Even so, Newsweek's Thomas believes the decision to hold the story was right. Reporters would have been unable to put the story in context before the election, he says. "It's the nature of the beast. Sex scandals always blow up. [Journalism] is such a raw, unfiltered process, it's impossible to do it in a measured way. Because the press is so competitive, they're always tripping over each other."

Some rank-and-file reporters reacted differently. Withholding the news "was a case of guys protecting guys," one Post reporter says; it was an example of "elite media behavior," a Time staff member complains. In its November 18 issue, Newsweek reported there had been a fierce debate at the Post between journalists who wanted to publish and most editors who "accepted the distinction between public trust and private actions. The Post and its owners..did not want to get into the business of investigating the dalliances of presidential candidates."

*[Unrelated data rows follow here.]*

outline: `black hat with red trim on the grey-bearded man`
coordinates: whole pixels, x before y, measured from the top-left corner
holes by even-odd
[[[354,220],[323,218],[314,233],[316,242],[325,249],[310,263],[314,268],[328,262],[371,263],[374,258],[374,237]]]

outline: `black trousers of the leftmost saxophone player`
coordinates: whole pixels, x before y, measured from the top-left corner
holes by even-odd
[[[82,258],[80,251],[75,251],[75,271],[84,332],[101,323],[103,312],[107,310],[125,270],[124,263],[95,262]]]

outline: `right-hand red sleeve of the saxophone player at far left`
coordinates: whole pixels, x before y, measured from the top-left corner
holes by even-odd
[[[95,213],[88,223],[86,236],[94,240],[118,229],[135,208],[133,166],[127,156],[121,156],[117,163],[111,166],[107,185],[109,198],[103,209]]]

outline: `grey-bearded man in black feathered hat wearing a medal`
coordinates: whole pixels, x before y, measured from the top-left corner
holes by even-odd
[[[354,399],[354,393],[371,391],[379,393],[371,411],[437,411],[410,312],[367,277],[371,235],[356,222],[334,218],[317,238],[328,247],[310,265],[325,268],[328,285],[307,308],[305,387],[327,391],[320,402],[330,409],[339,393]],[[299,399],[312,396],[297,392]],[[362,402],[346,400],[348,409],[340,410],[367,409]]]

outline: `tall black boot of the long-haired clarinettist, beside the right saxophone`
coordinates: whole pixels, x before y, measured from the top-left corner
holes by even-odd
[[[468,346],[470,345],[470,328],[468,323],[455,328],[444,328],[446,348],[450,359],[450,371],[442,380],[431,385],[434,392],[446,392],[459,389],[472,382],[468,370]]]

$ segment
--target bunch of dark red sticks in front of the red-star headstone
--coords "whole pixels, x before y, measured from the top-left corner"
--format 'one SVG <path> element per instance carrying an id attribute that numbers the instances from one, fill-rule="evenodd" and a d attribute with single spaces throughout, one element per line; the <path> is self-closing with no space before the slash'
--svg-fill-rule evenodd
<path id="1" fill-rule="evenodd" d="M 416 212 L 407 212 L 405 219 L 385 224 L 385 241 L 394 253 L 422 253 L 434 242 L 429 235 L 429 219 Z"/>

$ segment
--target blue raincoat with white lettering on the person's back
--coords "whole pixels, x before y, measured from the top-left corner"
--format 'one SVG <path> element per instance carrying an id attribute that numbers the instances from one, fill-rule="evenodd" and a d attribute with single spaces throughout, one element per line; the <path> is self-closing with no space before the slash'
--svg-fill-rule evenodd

Post-election observers offered other theories as to why the story went nowhere.

"Nobody hates Dole as much as Clinton's enemies hate [Clinton]. So there was nobody to pick up [the story] and do a drumbeat," says the Orange County Register's Charnley. In fact, the national press corps might have deliberately gone soft on Dole because they have "great residual affection for Bob Dole the man," says Susan Rasky, a journalism professor at the University of California at Berkeley and a former congressional correspondent for the New York Times. "And there might have been some notion among editors that he was going to lose anyway, so why bother with it?

"In the wake of Clinton, we've learned the public doesn't give a damn about politicians' private lives," Rasky says, unless the behavior indicates hypocrisy, character flaws or an inability to govern. "Is Dole's attack on Clinton's character so hypocritical that he deserves to be hoisted on his own petard?

"Apparently," she says, "the judgment of the major news organizations was: It wasn't."